Issue-Wise Detailed Analysis:
1. Legality of a Partnership to Carry on Business in Wagering Contracts: The High Court held that the partnership was valid as it was between the two managers of the joint families and not the families themselves. The object of the partnership was to deal in differences, which, although void under Section 30 of the Indian Contract Act as wagers, was not unlawful under Section 23 of the said Act. The Supreme Court confirmed that a wagering contract is void but not illegal, and thus a partnership to carry on such business is not unlawful.
2. Applicability of Section 69(1) of the Partnership Act: The High Court found that the partnership was dissolved after the season was over, and therefore, the suit for accounts of the dissolved firm was not hit by the provisions of subsections (1) and (2) of Section 69 of the Partnership Act. The Supreme Court upheld this finding, stating that Section 42 of the Partnership Act applies, which states that a firm is dissolved by the completion of its undertaking.
3. Applicability of Section 2, Rule 2 of the Code of Civil Procedure: The learned Subordinate Judge found that the claim in respect of the transactions with Mulchand was not barred under Section 2, Rule 2 of the Code of Civil Procedure, as the cause of action did not arise at the time the earlier suit was filed. The Supreme Court did not find any reason to overturn this finding.
4. Whether the Partnership was Between Two Joint Families or Two Managers: The High Court held that the partnership was between the two managers of the joint families and not the families themselves. The Supreme Court upheld this finding, stating that the partnership was only in respect of forward contracts with two specified individuals and for a particular season.

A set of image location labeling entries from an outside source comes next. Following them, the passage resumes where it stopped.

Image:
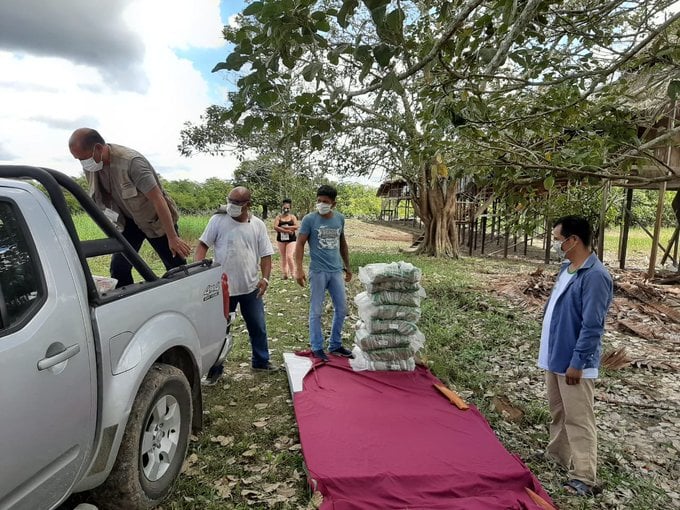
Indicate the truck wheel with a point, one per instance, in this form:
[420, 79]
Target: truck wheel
[155, 442]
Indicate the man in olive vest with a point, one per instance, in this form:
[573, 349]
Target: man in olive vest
[124, 184]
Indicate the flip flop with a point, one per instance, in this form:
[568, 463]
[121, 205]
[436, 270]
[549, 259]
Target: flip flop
[580, 488]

5. Whether the Object of the Partnership was Unlawful Under Section 23 of the Contract Act: The Supreme Court analyzed Section 23 of the Contract Act, which states that the object of an agreement is unlawful if it is forbidden by law, immoral, or opposed to public policy. The Court concluded that a wagering contract is void but not illegal and therefore does not fall under the ambit of Section 23. Consequently, the partnership was not unlawful.
6. Whether the Partnership was Opposed to Public Policy: The Supreme Court held that the doctrine of public policy is an illusive concept and should only be invoked in clear and incontestable cases of harm to the public. The Court found that neither the common law of England nor the Indian law recognized any principle of public policy declaring wagering contracts illegal. Therefore, the partnership was not opposed to public policy.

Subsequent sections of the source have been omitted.